- [on being a production designer] This is ideal for me because I draw well and I can visualize. There's no other area I would prefer to be working in.
- I like films that use cinema as the way of fundamentally expressing the points they're trying to make, rather than then expressing a literary piece on film.
- Tim Burton is firm in his opinion that film must have its own reality. The more you explain the more you have to explain. If you start explaining you have to explain loads and that gets off the event you're actually reconstructing. Look at a Disney cartoon. Everybody buys that Donald Duck was steamrolled flat.
- I develop a context for the film which will be spiritually or tonally correct. I don't agree with the idea of trying to reconstruct a reference shot of something from some period. I believe in looking at the film and then thinking in the abstract. And then constructing your own reality to support that general abstract idea of the whole piece.
- The Batmobile was more like a knight in armor, an extension, an expression of Batman's costume-an intimidating, furious war machine.
- Equal rights, equal opportunity, equal everything, but let them wear a skirt or let them be women.
- On Batman (1989): "One dresses up as a bat at night and the other runs around in whiteface with green hair. We had to turn the whole film into this extraordinary fantasy land of its own to let these things occur."
- It's seldom that you see a film that's got absolute integrity from front to back. The Last Emperor (1987) had integrity from front to back, in its stylistic approach. It was cinematographic, had wonderful acting and sustained three and a half hours of pure integrity. I like people who use the actual art form of cinema: Stanley Kubrick, Federico Fellini, Bernardo Bertolucci, Tim Burton. It's like, come and have a look at this event.
- England is not the be-all and end-all. I happen to have been brought up and educated there, but I'm not English. My father's Russian, my mother's French. I like it, but I don't like Margaret Thatcher's England. She's killed the culture of the country dead. It's much more interesting here [in the US] right now.
- All of Stanley Kubrick's films are about the frailty of the human condition in extreme circumstances.
- I don't like to look too hard at references. I just look enough to know where to go from and how far I can go. Otherwise, you get hung up on detail. It's much better to go for the broad stroke.
- The strength of your graphic imagery is incredibly important. You must really ram it home hard and fast 'cause you ain't got time to go to it like in a book. It's a two hour job, it ain't a couple of days. You've got to really take 'em in. But it has to be honest to the feel of the thing.
- If you do a film with Stanley Kubrick and survive it - two years that was - it tends to put you at the top of the shit heap.

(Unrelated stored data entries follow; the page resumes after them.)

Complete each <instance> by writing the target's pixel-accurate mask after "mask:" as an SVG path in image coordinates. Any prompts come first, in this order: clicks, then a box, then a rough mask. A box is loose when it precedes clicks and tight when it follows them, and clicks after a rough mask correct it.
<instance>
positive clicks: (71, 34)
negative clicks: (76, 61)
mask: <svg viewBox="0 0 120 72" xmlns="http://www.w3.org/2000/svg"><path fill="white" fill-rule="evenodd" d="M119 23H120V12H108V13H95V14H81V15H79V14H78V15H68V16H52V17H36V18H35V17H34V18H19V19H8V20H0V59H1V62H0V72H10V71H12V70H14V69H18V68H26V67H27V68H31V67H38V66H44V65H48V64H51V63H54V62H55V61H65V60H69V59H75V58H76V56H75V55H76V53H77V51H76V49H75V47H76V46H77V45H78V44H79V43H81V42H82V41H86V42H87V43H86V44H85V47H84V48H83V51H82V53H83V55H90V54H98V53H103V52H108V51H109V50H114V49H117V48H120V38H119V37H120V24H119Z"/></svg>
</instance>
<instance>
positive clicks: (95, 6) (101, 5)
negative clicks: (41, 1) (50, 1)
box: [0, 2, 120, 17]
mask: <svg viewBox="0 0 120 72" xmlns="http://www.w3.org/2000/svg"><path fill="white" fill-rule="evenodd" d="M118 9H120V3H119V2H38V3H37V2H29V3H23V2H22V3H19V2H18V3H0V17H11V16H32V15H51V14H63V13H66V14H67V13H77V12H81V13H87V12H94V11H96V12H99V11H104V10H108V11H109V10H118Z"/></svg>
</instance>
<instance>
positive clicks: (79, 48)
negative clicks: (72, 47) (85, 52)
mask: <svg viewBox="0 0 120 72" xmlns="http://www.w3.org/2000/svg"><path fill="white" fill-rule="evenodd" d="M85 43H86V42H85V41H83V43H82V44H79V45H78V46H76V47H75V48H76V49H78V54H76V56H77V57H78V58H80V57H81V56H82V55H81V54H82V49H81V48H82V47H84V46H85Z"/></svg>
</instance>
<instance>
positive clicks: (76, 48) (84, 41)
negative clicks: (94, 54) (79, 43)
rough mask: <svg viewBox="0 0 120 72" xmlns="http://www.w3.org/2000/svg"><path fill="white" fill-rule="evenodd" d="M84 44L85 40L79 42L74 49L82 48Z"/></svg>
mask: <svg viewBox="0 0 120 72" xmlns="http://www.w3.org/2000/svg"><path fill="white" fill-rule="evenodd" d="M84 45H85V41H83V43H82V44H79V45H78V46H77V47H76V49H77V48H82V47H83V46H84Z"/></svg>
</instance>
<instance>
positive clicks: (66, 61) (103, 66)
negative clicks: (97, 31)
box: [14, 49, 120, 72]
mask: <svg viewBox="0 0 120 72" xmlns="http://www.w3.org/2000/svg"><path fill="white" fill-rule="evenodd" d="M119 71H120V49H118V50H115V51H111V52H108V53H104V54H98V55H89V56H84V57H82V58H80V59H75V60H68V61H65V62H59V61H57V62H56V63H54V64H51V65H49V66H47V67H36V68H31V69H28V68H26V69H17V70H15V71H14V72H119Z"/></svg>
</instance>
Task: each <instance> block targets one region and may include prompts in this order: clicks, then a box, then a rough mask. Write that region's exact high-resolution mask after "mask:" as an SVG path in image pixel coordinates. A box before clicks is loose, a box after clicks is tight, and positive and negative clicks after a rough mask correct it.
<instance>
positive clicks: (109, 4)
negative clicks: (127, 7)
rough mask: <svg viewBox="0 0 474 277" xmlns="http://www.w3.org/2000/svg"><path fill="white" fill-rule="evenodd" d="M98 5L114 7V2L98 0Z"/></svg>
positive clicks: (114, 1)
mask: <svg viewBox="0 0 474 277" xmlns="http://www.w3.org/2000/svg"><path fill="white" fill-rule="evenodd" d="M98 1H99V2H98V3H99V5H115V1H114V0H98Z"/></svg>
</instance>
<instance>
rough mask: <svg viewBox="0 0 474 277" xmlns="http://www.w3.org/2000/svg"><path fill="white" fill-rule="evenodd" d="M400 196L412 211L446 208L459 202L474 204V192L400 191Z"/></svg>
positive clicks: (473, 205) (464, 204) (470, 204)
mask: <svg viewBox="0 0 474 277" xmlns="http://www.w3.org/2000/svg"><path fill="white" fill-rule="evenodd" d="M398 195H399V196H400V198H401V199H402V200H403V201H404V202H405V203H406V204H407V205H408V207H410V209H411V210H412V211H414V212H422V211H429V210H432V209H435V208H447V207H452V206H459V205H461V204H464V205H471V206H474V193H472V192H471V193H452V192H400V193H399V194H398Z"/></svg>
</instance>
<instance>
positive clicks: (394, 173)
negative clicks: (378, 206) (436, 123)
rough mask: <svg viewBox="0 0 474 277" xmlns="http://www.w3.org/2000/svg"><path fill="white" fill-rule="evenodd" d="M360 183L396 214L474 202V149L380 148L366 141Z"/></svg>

If you can handle it with Kubrick then they think you can handle anything because he's 44 times more difficult than anybody else.
- I am not an exponent of Cinema Verite. That's not what you can do with cinema.
- About The Company of Wolves (1984): It's a pubescent girl's dreams and fantasies told by a cautionary aunt played by Angela Lansbury. It was designed like a fairy story - little villages in the woods. We were trying to develop something which was the fantasy of a child, a dreamworld with its own reality. It was different from anything else coming out at that period. It needed a magical feeling about it because it was magic. Remember the wolf coming out of the guy's mouth? I always regard Neil Jordan's scripts as a form of poetry.
- About Stanley Kubrick: He hates making movies cause he's got to go out of his house. I'd say it's similar to Howard Hughes. Megalomania. He's intensely shy and awkward, increasingly so. He works with the smallest crews. He has to be in an intense, small unit and then he's happy. But he is lucky because he has a wonderful home life. He adores his wife and family and he loves his dogs and cats and all that is lovely. I'm not sorry for him because he can actually enjoy the way he wants to live his life. He only has to make a movie every six years - in his case. He's a formidable intellect, a huge mind - prodigiously bright - if the word genius applies to anybody, there's an element of that in him. I think he's the best lighting and camera man in the world.
- New York is something which can sustain you for six months of being on location. I hate location movies in the middle of nowhere, they send me crazy. It all sounds great, I'm going to the Seychelles for six months and after three weeks, you think, "Four and a half months of this fucking place and I've already been to every restaurant?"